For her too, Bullet guessed, living with the old man this way. Except, to watch her work over her vegetable garden, or climb down into Johnny’s boat and get the tiller in her hand, he knew she liked it. Whatever the old man did, there was something about her, something proud and bold and brave and strong—the old man couldn’t break her, couldn’t drive her off. Not if he lived to be a hundred.
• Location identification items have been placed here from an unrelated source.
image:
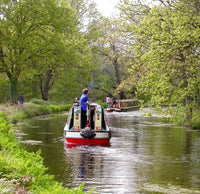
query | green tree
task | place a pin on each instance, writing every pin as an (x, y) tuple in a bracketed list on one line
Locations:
[(26, 28), (168, 50)]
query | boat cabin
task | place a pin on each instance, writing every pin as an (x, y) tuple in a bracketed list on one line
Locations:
[(95, 117)]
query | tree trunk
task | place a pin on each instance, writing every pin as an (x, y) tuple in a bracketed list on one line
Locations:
[(13, 89), (47, 85)]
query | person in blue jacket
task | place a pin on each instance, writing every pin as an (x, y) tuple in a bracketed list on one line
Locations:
[(84, 100)]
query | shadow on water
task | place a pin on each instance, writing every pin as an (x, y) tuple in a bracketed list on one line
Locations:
[(145, 155)]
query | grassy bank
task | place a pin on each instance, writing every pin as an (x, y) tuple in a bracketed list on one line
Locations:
[(17, 113), (20, 170)]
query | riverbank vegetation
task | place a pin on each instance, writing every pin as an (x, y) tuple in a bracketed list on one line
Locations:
[(50, 50), (22, 171)]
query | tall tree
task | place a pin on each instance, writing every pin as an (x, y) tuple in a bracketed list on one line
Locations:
[(168, 50), (26, 27)]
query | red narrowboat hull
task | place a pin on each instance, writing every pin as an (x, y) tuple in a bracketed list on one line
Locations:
[(84, 141)]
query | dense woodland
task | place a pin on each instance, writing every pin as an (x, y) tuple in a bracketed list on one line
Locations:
[(52, 49)]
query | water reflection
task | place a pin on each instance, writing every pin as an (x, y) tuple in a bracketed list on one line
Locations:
[(145, 155)]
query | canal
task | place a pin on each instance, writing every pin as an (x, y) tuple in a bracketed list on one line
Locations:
[(145, 155)]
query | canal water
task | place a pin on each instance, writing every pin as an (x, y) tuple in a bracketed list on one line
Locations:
[(145, 155)]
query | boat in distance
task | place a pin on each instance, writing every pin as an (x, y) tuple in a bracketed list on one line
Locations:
[(123, 105), (96, 131)]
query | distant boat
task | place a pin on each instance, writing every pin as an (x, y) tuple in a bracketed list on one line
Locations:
[(123, 105), (96, 131)]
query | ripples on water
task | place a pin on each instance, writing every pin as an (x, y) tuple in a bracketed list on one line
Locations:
[(145, 155)]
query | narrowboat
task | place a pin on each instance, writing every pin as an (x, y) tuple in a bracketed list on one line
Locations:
[(96, 131), (123, 105)]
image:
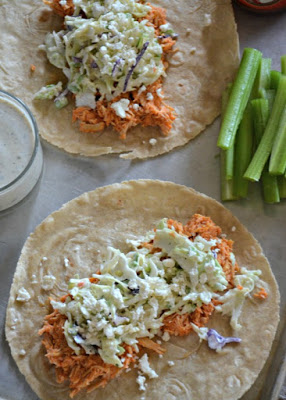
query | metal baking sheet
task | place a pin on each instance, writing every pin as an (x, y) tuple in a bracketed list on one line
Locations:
[(196, 165)]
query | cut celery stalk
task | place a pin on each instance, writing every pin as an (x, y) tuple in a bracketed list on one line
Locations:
[(283, 64), (262, 80), (226, 185), (243, 152), (274, 79), (260, 112), (229, 153), (270, 96), (239, 96), (270, 187), (227, 158), (282, 186), (277, 165), (262, 153)]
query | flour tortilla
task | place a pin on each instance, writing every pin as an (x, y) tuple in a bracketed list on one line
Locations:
[(80, 231), (206, 61)]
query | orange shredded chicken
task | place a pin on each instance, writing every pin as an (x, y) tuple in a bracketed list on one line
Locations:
[(84, 371), (89, 371)]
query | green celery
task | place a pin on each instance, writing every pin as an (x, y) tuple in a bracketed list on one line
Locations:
[(243, 152), (262, 80), (270, 96), (274, 79), (239, 96), (270, 187), (226, 185), (277, 164), (282, 186), (260, 112), (227, 158), (263, 151), (283, 64)]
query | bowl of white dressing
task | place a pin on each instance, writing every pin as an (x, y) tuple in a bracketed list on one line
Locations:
[(21, 157)]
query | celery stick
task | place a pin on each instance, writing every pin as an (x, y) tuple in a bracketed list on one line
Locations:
[(282, 186), (274, 79), (243, 152), (262, 80), (270, 187), (262, 153), (283, 64), (229, 153), (239, 96), (270, 96), (226, 185), (277, 164), (226, 166), (260, 112)]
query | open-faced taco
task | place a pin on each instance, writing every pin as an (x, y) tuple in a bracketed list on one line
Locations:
[(140, 78), (142, 289)]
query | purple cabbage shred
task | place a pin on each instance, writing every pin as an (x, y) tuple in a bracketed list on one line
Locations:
[(217, 342), (62, 94), (115, 66), (214, 253), (77, 60), (93, 64), (138, 58)]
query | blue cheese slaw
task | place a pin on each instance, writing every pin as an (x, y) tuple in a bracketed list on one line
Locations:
[(134, 292)]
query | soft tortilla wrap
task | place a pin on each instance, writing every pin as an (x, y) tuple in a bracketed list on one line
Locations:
[(206, 61), (80, 231)]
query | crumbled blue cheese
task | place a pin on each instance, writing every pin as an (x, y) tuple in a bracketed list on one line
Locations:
[(142, 89), (208, 19), (136, 290), (48, 282), (99, 53), (23, 295), (145, 367), (121, 107), (159, 93), (85, 100), (141, 382), (165, 27)]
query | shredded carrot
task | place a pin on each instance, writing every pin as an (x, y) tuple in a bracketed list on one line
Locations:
[(153, 112), (262, 294), (151, 345)]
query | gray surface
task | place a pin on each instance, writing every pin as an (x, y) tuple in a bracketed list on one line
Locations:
[(196, 165)]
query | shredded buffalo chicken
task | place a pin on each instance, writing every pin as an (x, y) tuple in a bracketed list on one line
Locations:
[(89, 371), (153, 112)]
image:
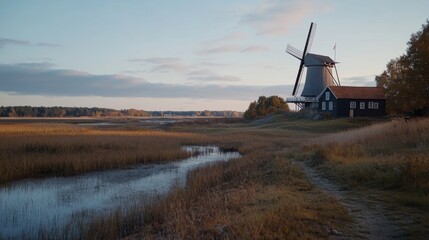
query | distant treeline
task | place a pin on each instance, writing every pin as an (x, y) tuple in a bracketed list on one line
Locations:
[(28, 111)]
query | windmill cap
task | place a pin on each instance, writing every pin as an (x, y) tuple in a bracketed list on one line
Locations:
[(315, 59)]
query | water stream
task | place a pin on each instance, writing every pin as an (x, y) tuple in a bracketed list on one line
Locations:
[(30, 205)]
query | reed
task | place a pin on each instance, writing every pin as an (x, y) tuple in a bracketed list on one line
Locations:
[(390, 155), (41, 150), (259, 196)]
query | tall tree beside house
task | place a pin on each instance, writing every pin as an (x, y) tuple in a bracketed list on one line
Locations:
[(265, 106), (406, 79)]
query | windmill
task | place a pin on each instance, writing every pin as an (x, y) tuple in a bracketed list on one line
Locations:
[(319, 73)]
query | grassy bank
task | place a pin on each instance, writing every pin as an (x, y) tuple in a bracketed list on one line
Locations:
[(388, 161), (45, 150), (259, 196)]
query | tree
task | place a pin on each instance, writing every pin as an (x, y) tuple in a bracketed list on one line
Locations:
[(406, 79), (265, 106)]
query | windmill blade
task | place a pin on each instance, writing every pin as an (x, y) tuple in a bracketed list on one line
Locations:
[(294, 51), (298, 78), (310, 38)]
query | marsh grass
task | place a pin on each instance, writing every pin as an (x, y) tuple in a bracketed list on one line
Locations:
[(388, 161), (391, 155), (44, 150), (259, 196)]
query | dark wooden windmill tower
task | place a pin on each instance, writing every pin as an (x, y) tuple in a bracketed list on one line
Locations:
[(319, 73)]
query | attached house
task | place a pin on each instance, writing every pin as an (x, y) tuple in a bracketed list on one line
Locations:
[(345, 101)]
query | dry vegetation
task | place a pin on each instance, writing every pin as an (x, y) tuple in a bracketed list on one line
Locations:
[(391, 155), (388, 161), (259, 196), (43, 150)]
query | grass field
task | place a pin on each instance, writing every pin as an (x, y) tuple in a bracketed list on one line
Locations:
[(261, 195), (389, 161), (55, 149)]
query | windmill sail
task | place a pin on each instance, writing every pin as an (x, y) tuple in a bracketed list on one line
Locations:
[(318, 75)]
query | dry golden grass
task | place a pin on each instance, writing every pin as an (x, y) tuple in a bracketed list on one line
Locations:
[(392, 155), (261, 196), (388, 161), (43, 150)]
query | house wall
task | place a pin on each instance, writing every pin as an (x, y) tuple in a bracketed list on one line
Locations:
[(324, 101), (341, 107), (344, 109)]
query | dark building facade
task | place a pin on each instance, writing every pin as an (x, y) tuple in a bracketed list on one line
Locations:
[(345, 101)]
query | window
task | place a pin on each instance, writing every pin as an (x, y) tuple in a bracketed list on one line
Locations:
[(327, 96)]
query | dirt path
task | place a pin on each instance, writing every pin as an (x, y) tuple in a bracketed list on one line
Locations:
[(369, 214)]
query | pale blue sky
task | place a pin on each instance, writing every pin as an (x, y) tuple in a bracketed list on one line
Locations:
[(188, 55)]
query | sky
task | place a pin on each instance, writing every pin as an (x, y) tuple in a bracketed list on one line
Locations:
[(188, 55)]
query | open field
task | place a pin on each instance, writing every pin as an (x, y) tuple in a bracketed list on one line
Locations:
[(388, 161), (261, 195), (57, 149)]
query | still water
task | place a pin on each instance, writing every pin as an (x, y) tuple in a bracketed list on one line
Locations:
[(28, 206)]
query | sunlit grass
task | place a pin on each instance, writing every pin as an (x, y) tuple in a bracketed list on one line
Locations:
[(43, 150)]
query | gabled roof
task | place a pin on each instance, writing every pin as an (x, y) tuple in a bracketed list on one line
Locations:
[(347, 92)]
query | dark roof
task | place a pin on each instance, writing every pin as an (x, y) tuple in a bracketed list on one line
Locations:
[(311, 57), (346, 92)]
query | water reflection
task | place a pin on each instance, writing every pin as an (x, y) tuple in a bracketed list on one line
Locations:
[(30, 205)]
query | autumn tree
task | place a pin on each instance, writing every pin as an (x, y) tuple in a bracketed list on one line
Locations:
[(406, 79), (265, 106)]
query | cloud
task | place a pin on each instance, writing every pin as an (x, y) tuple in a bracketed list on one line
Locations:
[(233, 36), (277, 17), (157, 60), (221, 49), (50, 45), (169, 67), (162, 64), (21, 79), (8, 41), (359, 81), (256, 48), (209, 76)]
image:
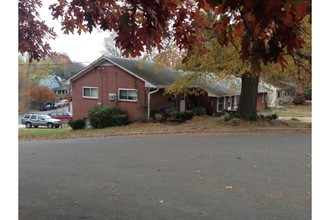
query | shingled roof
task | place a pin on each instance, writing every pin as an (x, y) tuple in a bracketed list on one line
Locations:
[(152, 74)]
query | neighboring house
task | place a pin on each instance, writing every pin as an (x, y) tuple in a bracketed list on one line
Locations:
[(138, 87), (55, 83), (279, 94), (224, 95)]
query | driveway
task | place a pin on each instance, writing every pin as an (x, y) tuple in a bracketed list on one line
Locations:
[(167, 177)]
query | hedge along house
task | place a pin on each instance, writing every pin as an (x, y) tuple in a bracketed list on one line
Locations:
[(132, 85)]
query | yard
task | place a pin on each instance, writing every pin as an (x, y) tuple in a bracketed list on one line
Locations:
[(199, 124)]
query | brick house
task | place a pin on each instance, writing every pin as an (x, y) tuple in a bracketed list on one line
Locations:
[(138, 87)]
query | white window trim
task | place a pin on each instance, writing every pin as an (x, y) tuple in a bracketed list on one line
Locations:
[(90, 97), (218, 101), (127, 100)]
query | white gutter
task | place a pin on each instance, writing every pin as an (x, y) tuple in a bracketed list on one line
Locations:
[(152, 92)]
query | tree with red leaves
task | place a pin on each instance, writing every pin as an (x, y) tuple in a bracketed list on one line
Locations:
[(263, 31), (33, 33)]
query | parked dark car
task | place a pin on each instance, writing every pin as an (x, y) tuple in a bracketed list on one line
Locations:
[(64, 116), (36, 120)]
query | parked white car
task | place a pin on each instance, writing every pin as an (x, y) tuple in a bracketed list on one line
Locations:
[(36, 120)]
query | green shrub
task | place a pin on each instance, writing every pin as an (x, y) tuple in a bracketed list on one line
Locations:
[(234, 121), (226, 117), (105, 116), (308, 92), (120, 120), (198, 110), (299, 100), (272, 117), (77, 124)]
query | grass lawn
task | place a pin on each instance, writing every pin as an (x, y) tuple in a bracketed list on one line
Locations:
[(290, 110), (199, 124)]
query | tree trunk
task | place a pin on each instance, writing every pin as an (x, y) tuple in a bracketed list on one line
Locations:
[(247, 107)]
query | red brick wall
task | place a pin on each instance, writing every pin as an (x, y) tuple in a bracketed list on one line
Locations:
[(260, 104), (108, 79)]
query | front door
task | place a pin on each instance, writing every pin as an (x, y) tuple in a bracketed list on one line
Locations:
[(183, 103)]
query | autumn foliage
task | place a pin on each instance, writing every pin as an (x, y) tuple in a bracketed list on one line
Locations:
[(33, 33), (265, 30), (41, 94), (262, 32)]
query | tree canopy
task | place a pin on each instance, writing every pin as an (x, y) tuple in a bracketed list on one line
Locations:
[(33, 32), (265, 29), (263, 32)]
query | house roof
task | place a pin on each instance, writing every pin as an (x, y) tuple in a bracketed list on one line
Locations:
[(50, 81), (159, 77), (228, 86), (153, 75)]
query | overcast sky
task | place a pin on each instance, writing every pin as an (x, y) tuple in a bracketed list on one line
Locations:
[(84, 48)]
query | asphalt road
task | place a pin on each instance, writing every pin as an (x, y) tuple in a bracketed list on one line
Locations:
[(167, 177)]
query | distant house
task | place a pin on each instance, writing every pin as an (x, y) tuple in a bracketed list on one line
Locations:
[(138, 87), (280, 93), (224, 95), (56, 84)]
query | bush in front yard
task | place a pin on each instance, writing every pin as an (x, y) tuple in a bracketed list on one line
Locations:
[(77, 124), (181, 116), (299, 100), (105, 116)]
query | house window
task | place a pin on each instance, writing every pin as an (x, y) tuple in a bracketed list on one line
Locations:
[(90, 92), (264, 96), (128, 94)]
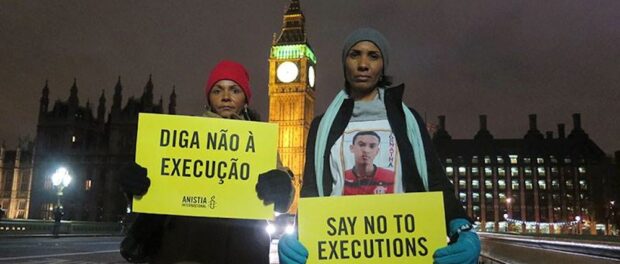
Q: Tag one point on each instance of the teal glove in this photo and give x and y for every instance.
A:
(291, 251)
(466, 248)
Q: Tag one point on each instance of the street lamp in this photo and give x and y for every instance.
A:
(60, 180)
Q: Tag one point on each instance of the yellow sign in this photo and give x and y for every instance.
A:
(389, 228)
(202, 166)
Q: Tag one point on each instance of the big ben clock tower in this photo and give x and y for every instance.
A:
(291, 90)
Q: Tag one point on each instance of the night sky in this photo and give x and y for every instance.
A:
(505, 59)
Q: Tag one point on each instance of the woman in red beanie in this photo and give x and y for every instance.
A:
(173, 239)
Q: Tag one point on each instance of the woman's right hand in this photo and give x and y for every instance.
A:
(291, 251)
(134, 180)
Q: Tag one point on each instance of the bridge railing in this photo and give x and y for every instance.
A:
(30, 227)
(609, 249)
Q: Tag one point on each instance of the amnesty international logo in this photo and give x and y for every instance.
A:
(199, 202)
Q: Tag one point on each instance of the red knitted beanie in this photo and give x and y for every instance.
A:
(230, 70)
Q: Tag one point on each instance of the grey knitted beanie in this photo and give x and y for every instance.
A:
(368, 34)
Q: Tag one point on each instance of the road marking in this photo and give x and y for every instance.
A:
(61, 255)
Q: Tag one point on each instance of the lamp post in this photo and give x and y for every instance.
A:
(578, 219)
(508, 213)
(60, 180)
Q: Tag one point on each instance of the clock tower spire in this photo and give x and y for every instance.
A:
(291, 89)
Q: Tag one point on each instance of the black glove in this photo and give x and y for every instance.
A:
(275, 187)
(143, 238)
(133, 180)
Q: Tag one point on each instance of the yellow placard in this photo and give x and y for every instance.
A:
(202, 166)
(390, 228)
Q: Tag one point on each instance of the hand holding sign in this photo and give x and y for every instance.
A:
(466, 249)
(204, 166)
(291, 251)
(134, 180)
(275, 187)
(392, 228)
The sky grew dark, gray colored with purple, and a few dim stars appeared. The wind blew around him. It was just like the old man to tell him to get his hair cut without giving him a buck for the barber. Do it my way and pay for it with your money. Money Bullet had earned for himself, working for Patrice. Work he’d gotten for himself by going down to the docks early, hanging around, asking if anyone needed an extra hand for the day, doing day work until he met up with Patrice and had a steady job. Hauling crabs all summer. Hauling oysters on winter weekends. Sure, he had the money, he had six hundred and fourteen dollars saved up, and by the end of this fall he’d have enough money to buy himself the sixteen-gauge Smith and Wesson he’d had his eye on for two years. He’d held that gun just once, the only time he’d seen it, at the store in Salisbury. The stock fit into his shoulder like one of his own bones, the triggers moved like a hot knife through cold butter, the balance of the thing made his own twenty-two feel like a Tinker-toy, like the junk it was. He knew what he was saving his money for and it wasn’t for haircuts.